After Twenty-Year Layoff, Meters Don’t Miss a Beat
When, on the verge of a huge commercial breakthrough, a group fizzles out amid such business and financial chaos, allegations, accusations and still unresolved wrangling over publishing as the Meters did, it would normally take an act of Congress to get all the original members on stage performing together. But it being all too obvious this week how the wheels of politics can work, it was up to a corporate head-hunter and owner of a food technology company to pony up a tempting proposition.
Thus, with Bill Graham Presents handling the brass tacks, on Nov. 11, San Francisco’s Warfield Theater hosted a return to ground zero of groove, as the steady beat of Zigaboo Modeliste, the stinging, nervy guitar of Leo Nocentelli, and the percolating bass of George Porter Jr. — all perfectly cemented together by Art “Poppa Funk” Neville’s Hammond organ — filtered through the opening riffs of “Fire on the Bayou” for the first time in over two decades.
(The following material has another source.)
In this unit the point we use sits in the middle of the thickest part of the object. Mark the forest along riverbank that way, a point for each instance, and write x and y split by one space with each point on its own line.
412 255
Three days of rehearsals can’t make up for twenty years of not performing together — unless you’re talking about the Meters. And it didn’t take long for the pioneering funkateering quartet to lock together and start to flow into a three-hour history of Big Easy heat that passed through past nuggets like 1969’s “Cissy Strut,” “I’m the Meter Man” and “Sophisticated Cissy.” It continued right through to “Hang ‘Em High” from 1976’s Trick Bag, all tied together with seamless, freewheeling stream of consciousness improvisation with a healthy dose of soul and the impeccable precision of a Swiss watch; each mechanical piece locked perfectly together to function as a perfect whole.
Set lists during a Meters show are a redundant proposition and sometime in the beginning of the second set Porter scrunched his up and threw it away. Plenty of surprises were thrown at the sold-out theater, including songs the Meters had recorded but never performed together like “Thinking” from Cissy Strut and “Watcha Say” from Rejuvenation.
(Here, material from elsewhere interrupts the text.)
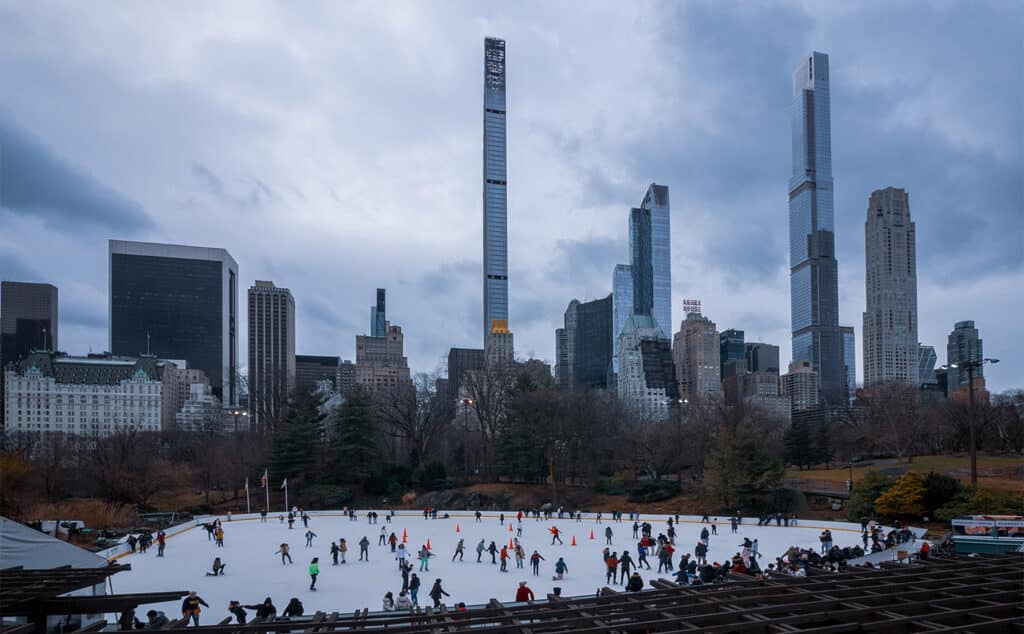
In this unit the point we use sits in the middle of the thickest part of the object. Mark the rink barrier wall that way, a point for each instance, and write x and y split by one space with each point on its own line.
116 552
Zigaboo and Nocentelli, having been overlooked since they left the band, got more than a fair chance to settle the score with razor-tight accompaniment and fine soloing. Very few drummers can get a crowd of 2,200 people to pay attention to a solo like Modeliste did on the fifteen-minute version of “People Say.”
The slow soul of 1976’s “Find Yourself,” also performed for the very first time, allowed the crowd — and the band, no doubt — to catch their breath. This temporary port of call was short-lived, and it wasn’t long before another groove-set which included an incendiary “Just Kissed My Baby” that lasted for a good ten minutes before eventually winding up with “Ain’t No Use,” which had Nocentelli and Porter locked toe-to-toe in a guitar and bass climax.
Who knows whether or not the quartet will ever perform together again. But the fire coming from the stage, that at times verged on musical primal scream therapy, along with the full moon, created an evening that was one part concert, one part private party and several parts dream-come-true for the Meters’ fans. When, millions of years from now, archaeologists will be sifting through the sight, they may be puzzled how those deep grooves cutting through the earth’s crust got there.